The Caux Round Table is an international organization of senior business executives aiming to promote ethical business practice. It was founded in 1986 by Frits Philips, president of Philips, and Olivier Giscard d'Estaing, along with Ryuzaburo Kaku, president of Canon.

Frits Philips had been alarmed to hear from reliable sources that the Japanese were dumping their products on the Western market and he feared a growing trade war. He saw the need for trustbuilding between international executives and for Corporate Social Responsibility practices. The CRT’s Principles for Business were published in 1994, incorporating western concepts (human dignity...) and Japanese ones (kyosei, interpreted as “living and working together for the common good”). An international code of good practices written by such senior industrialists from such varied backgrounds remains exceptional today. It was presented to the UN Social Summit in Copenhagen in 1994. It has since become a standard work, translated into 12 languages, and has been used as basis for their internal ethical assessments by international companies such as Nissan.

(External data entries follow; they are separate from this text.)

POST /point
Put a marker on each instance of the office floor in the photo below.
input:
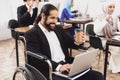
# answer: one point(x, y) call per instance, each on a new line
point(8, 61)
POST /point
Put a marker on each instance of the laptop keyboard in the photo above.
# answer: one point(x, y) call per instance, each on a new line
point(65, 72)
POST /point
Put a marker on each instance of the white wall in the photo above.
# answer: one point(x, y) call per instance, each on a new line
point(8, 10)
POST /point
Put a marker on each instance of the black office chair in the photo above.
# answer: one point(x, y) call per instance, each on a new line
point(12, 24)
point(95, 40)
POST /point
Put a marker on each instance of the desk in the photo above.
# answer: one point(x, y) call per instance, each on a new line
point(79, 21)
point(109, 42)
point(19, 30)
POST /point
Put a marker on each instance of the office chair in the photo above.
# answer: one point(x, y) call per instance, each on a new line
point(95, 40)
point(12, 24)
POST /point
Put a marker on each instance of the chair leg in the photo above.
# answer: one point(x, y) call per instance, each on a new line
point(12, 51)
point(70, 52)
point(99, 56)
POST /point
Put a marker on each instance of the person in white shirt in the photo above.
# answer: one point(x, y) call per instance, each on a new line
point(106, 24)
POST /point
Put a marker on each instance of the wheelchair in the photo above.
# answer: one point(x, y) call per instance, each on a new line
point(29, 72)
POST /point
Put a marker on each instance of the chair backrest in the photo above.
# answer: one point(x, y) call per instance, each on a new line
point(13, 24)
point(90, 29)
point(96, 42)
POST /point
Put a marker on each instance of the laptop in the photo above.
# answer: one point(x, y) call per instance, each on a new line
point(82, 64)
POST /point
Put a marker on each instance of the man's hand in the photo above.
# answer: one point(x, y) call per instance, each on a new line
point(65, 67)
point(36, 3)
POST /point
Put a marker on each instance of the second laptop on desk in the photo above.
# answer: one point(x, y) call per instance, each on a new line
point(81, 64)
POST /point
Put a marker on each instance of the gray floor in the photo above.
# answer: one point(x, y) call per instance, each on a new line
point(8, 61)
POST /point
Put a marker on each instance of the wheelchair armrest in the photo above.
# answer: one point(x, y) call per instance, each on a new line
point(40, 56)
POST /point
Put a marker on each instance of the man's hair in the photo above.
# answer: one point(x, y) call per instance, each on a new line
point(46, 10)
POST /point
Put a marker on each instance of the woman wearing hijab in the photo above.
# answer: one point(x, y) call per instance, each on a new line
point(66, 14)
point(107, 25)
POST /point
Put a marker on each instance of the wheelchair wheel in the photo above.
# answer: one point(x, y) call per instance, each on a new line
point(22, 74)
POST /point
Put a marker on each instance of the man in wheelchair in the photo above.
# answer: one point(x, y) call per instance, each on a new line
point(53, 41)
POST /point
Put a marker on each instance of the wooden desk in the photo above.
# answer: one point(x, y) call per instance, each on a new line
point(79, 21)
point(19, 30)
point(109, 42)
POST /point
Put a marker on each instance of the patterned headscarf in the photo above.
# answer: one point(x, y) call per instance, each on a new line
point(67, 5)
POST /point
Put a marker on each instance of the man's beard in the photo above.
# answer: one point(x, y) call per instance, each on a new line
point(48, 25)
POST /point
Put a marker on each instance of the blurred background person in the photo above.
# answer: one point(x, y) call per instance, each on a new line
point(106, 24)
point(27, 13)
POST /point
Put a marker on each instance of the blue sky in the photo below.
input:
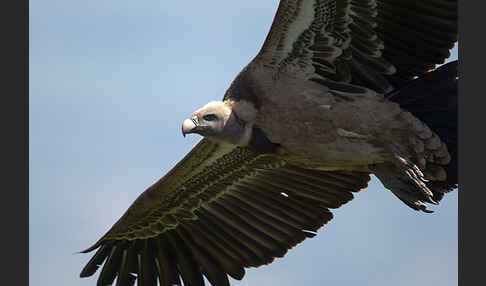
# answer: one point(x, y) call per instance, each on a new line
point(110, 84)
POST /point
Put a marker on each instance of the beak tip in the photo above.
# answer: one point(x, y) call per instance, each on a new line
point(187, 127)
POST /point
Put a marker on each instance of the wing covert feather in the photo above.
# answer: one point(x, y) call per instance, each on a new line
point(225, 209)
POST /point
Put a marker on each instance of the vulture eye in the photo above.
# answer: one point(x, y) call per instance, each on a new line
point(210, 117)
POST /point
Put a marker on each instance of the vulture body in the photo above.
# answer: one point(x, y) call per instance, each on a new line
point(340, 90)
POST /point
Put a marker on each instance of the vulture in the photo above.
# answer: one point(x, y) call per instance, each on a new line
point(340, 90)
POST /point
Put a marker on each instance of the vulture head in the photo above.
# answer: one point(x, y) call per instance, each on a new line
point(217, 121)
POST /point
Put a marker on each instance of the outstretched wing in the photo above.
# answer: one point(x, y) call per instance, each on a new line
point(221, 209)
point(376, 44)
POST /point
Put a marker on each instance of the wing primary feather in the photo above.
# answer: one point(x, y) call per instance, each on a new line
point(95, 262)
point(248, 243)
point(166, 263)
point(110, 269)
point(271, 246)
point(188, 268)
point(203, 241)
point(147, 275)
point(261, 222)
point(229, 242)
point(211, 269)
point(124, 276)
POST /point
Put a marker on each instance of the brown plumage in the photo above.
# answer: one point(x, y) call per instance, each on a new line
point(340, 90)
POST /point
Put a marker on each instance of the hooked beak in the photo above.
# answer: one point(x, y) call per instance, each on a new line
point(189, 125)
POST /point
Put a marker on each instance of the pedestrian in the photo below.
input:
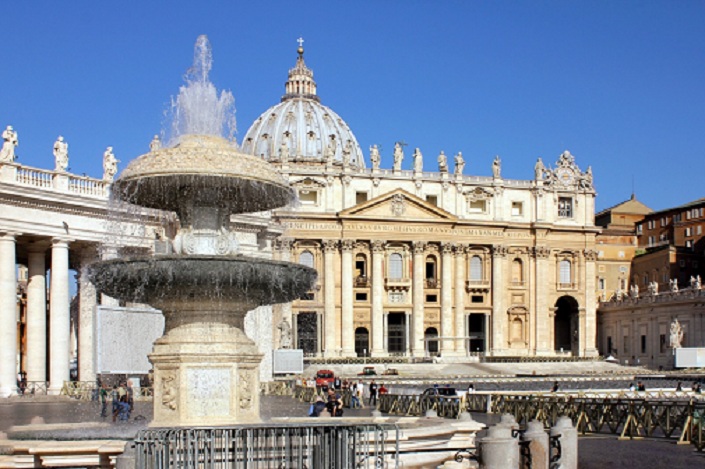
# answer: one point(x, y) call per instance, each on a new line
point(130, 393)
point(317, 407)
point(360, 394)
point(103, 396)
point(373, 394)
point(115, 397)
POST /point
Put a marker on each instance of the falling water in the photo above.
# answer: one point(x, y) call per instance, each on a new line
point(198, 109)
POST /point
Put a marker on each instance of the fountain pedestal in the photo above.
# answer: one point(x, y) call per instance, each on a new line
point(206, 370)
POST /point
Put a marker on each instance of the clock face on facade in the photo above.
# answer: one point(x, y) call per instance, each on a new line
point(565, 176)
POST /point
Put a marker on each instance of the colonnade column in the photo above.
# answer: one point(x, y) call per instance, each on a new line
point(590, 302)
point(8, 315)
point(59, 319)
point(499, 316)
point(346, 284)
point(329, 250)
point(86, 320)
point(377, 298)
point(543, 318)
point(447, 346)
point(461, 346)
point(418, 348)
point(36, 312)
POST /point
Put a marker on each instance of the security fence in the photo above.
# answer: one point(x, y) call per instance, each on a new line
point(316, 446)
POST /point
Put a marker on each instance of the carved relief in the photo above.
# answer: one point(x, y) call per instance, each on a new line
point(170, 385)
point(398, 205)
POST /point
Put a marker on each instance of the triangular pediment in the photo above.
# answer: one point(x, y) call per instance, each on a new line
point(398, 204)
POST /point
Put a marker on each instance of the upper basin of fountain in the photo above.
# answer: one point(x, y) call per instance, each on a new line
point(207, 169)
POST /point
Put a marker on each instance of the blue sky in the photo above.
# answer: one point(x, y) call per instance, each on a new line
point(619, 84)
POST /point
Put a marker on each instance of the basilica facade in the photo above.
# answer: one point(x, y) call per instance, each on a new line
point(428, 261)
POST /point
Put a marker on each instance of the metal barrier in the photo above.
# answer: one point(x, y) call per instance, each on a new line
point(316, 446)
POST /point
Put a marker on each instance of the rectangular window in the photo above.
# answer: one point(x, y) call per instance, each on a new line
point(565, 207)
point(478, 206)
point(517, 209)
point(307, 197)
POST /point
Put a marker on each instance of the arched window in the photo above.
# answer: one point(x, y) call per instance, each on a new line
point(476, 268)
point(395, 265)
point(517, 271)
point(306, 258)
point(564, 272)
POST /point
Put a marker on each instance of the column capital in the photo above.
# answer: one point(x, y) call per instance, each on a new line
point(448, 247)
point(330, 245)
point(499, 250)
point(541, 252)
point(378, 245)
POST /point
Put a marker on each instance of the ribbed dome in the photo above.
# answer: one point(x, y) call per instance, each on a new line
point(302, 127)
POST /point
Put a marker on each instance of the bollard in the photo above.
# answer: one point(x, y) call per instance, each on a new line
point(498, 449)
point(538, 445)
point(569, 442)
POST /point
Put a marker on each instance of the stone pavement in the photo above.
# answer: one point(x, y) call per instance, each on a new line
point(595, 452)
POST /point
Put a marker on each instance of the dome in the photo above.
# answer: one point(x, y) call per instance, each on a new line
point(301, 128)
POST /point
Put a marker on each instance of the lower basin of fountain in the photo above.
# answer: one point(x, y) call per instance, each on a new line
point(171, 278)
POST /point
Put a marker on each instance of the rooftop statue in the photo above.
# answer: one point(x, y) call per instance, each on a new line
point(61, 154)
point(374, 157)
point(442, 163)
point(418, 160)
point(10, 142)
point(398, 156)
point(459, 164)
point(155, 144)
point(676, 334)
point(109, 165)
point(497, 168)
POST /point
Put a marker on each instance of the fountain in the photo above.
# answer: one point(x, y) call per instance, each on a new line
point(206, 370)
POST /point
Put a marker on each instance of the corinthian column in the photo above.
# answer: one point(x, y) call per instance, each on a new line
point(329, 250)
point(447, 346)
point(377, 298)
point(346, 280)
point(59, 320)
point(461, 346)
point(36, 312)
point(86, 319)
point(499, 316)
point(588, 348)
point(418, 348)
point(8, 315)
point(543, 315)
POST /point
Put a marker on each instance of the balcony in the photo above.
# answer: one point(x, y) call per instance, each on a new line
point(397, 283)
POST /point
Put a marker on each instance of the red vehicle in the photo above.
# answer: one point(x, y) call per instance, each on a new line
point(324, 378)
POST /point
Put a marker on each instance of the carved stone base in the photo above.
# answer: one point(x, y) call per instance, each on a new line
point(205, 373)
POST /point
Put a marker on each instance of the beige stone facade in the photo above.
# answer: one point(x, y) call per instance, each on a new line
point(427, 262)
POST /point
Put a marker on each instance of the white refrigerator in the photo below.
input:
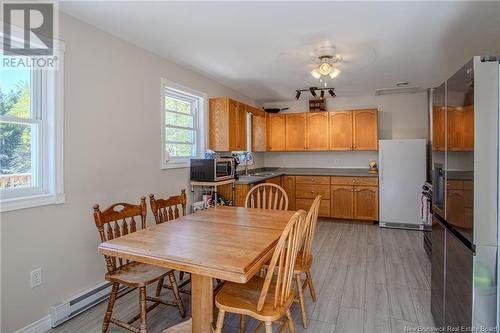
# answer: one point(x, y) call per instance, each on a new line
point(402, 172)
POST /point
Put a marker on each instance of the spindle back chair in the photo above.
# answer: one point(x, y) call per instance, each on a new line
point(168, 209)
point(267, 196)
point(304, 259)
point(116, 221)
point(275, 295)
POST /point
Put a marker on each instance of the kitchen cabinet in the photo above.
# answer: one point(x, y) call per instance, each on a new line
point(289, 187)
point(355, 198)
point(438, 129)
point(258, 133)
point(275, 180)
point(275, 132)
point(460, 128)
point(295, 131)
point(342, 202)
point(317, 131)
point(366, 203)
point(365, 129)
point(227, 124)
point(341, 137)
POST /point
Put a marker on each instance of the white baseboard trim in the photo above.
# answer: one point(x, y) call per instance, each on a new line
point(39, 326)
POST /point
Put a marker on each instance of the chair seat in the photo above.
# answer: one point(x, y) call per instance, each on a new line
point(301, 265)
point(243, 299)
point(137, 274)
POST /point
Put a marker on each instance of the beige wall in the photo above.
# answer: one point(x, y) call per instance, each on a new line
point(400, 117)
point(112, 153)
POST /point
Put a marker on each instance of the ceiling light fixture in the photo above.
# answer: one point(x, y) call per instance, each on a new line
point(326, 67)
point(314, 90)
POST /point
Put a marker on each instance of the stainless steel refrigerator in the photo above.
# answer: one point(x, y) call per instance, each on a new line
point(465, 152)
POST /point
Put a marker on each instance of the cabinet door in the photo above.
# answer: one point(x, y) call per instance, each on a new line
point(241, 143)
point(289, 187)
point(341, 130)
point(365, 130)
point(233, 112)
point(258, 133)
point(276, 132)
point(317, 131)
point(218, 139)
point(468, 139)
point(295, 131)
point(438, 129)
point(366, 203)
point(342, 199)
point(455, 128)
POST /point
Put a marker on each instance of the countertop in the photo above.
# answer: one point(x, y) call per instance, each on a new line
point(276, 172)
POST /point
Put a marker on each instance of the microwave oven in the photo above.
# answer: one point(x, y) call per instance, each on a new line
point(212, 170)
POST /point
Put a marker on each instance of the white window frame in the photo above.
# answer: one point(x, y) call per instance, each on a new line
point(201, 99)
point(49, 83)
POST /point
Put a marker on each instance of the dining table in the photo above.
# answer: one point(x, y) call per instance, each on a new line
point(224, 242)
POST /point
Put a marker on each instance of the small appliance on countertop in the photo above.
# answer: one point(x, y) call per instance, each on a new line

The CRT's principal activities are an annual meeting and the publication of best-practice guides for various types of organization. Every three years, the annual meeting is held at Caux, Switzerland, where the original initiative took place in 1986. Its chief executive is Stephen B. Young; it has set up chapters in many regions of the world.

Stephen. B. Young is the Global Executive Director of the Caux Round Table, an international network of experienced business leaders who advocate a principled approach to global capitalism. Young has published Moral Capitalism, a well-received book written as a guide to use of the Caux Round Table ethical and socially responsible Principles for Business. In 2008 Prof. Sandra Waddock of the Carroll School of Management of Boston College listed Young among the 23 persons who created the corporate social responsibility movement in her book The Difference Makers.

For the Caux Round Table, Young has partnered with scholars at the International Islamic University of Malaysia to formulate interpretations of Qur'anic guidance for good governance that emphasize the convergence between Qur'an teachings and the global standards advocated by the Caux Round Table.